Ce l’ha con Bersani che parla di «intenzioni surreali del governo»?
Siamo all’inizio della discussione, cerchiamo tutti di stare al merito e di capire come intervenire.
Cuperlo dice che togliere i diritti è di destra: anche questo è un posizionamento interno?
Non dobbiamo dirci fra noi che siamo di destra o di sinistra, dobbiamo cambiare la legge. Perché sia più di sinistra.
I soldi per estendere gli ammortizzatori sociali si troveranno?
Va chiesto al ministro dell’economia e al presidente del Consiglio. Ma c’è un impegno a aumentare le risorse per universalizzare l’Aspi (l’indennità di disoccupazione, ndr). Se così fosse, e così sarà, sarà un altro passo in avanti.
Fino a qualche tempo fa Renzi definiva la discussione sull’art.18 un ’falso problema’. Perché ha cambiato idea?
Non so se ha cambiato idea. Ma l’obiettivo della delega è più ampio. Fra l’altro noi l’art.18 l’abbiamo già modificato, sbagliando, con la riforma Fornero.
Questa nuova modifica procede in quella direzione.
Insisto: a oggi la modifica non c’è. C’è una delega che non chiarisce il punto di arrivo.
l vostro avversario di altre stagioni Piero Ichino pensa l’opposto.
Non capisco perché. Quello che è scritto nei principi della delega è diverso da quello che ha proposto in questi anni. E il testo definitivo deve rimanere sufficientemente lontano da quello che pensa Ichino. Poi, figuriamoci, è legittimo che ciascuno se la racconti come conviene al proprio partito.
La cancellazione dell’art.18, dice Camusso, è uno ’scalpo’ che Renzi offre all’Europa.

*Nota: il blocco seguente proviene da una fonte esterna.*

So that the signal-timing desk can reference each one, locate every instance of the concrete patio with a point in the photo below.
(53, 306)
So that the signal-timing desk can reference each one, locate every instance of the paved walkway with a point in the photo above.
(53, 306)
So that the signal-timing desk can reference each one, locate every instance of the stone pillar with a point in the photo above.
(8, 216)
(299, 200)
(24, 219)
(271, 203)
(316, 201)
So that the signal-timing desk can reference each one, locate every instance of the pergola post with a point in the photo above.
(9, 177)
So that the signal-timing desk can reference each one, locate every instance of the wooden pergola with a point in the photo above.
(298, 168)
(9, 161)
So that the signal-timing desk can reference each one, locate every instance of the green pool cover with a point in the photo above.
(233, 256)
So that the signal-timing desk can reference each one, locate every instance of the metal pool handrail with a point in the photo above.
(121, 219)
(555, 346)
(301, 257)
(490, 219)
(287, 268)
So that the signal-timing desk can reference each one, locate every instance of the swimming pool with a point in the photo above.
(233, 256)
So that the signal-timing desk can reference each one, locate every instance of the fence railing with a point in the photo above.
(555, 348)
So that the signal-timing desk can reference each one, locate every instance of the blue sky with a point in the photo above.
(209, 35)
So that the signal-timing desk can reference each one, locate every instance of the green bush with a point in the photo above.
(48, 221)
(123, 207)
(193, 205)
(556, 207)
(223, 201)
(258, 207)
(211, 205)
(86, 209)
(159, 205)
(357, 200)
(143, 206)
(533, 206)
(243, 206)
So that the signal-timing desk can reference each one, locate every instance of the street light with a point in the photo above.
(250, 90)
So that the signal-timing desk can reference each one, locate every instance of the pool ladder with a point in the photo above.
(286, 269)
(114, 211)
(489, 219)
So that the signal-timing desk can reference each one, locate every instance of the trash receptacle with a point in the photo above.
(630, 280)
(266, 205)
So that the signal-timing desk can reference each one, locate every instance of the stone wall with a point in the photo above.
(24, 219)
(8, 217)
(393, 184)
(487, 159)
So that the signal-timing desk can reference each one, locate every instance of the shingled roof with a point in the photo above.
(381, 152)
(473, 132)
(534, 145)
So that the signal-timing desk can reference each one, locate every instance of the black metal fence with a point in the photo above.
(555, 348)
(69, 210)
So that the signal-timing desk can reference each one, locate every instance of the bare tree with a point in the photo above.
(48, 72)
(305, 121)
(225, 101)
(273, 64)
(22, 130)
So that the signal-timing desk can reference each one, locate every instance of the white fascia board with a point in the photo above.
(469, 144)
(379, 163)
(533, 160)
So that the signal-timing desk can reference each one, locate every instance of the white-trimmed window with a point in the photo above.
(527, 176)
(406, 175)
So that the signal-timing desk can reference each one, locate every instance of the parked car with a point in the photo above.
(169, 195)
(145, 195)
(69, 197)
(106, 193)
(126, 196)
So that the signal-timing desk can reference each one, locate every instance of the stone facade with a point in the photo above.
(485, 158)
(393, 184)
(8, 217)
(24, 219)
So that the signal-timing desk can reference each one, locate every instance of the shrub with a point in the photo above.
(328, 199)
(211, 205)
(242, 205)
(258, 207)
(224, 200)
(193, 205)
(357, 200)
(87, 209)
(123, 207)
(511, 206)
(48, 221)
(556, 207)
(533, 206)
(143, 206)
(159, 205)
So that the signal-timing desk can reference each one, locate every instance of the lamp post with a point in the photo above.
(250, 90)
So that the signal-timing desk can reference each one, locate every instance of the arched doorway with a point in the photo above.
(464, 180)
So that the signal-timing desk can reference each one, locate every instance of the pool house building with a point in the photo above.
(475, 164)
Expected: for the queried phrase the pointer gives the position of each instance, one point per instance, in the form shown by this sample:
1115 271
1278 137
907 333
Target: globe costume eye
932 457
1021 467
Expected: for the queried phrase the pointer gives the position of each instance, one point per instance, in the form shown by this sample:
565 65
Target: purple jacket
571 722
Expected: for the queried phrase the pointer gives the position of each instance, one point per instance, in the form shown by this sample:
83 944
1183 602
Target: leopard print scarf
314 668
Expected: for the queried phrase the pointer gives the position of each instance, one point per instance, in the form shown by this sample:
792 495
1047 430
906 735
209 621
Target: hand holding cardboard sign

Non mi pare. Questo governo rivendica di fare le proprie scelte senza condizionamenti esterni. E le tensioni con alcuni esponenti europei lo dimostrano.
E se la Cgil vi manifesta contro?
Legittimo. Meglio sarebbe aspettare il testo della delega; vedrò al tg come va la manifestazione.
Due anni fa lei ha scritto un librino intitolato ’Con le nostre parole’. Renzi ha detto: «Il mondo del lavoro è basato sull’apartheid». Sono parole ’vostre’?
No, sono parole molto sbagliate.Il mondo del lavoro è diviso fra tutelati e non, ma ’apartheid’ presuppone che i segregatori dei non tutelati siano i tutelati. La responsabilità non è di chi ha le tutele, ma della politica che fa leggi sbagliate.
Alla fine Renzi è rimasto il blairiano di sempre?
Renzi saprà ascoltare le proposte di modifica. Una delle ragioni per cui ha vinto le primarie è che ha saputo interpretare le speranze dei precari. Ora è il momento di essere conseguenti a queste aspettative.
D’Alema ha visto a cena quelli della minoranza Pd per organizzare la ’resistenza’.
Quelli che organizzano cene, in altri tempi, mi hanno insegnato che finito il congresso si lavora all’unità del partito, non all’unità della minoranza del partito.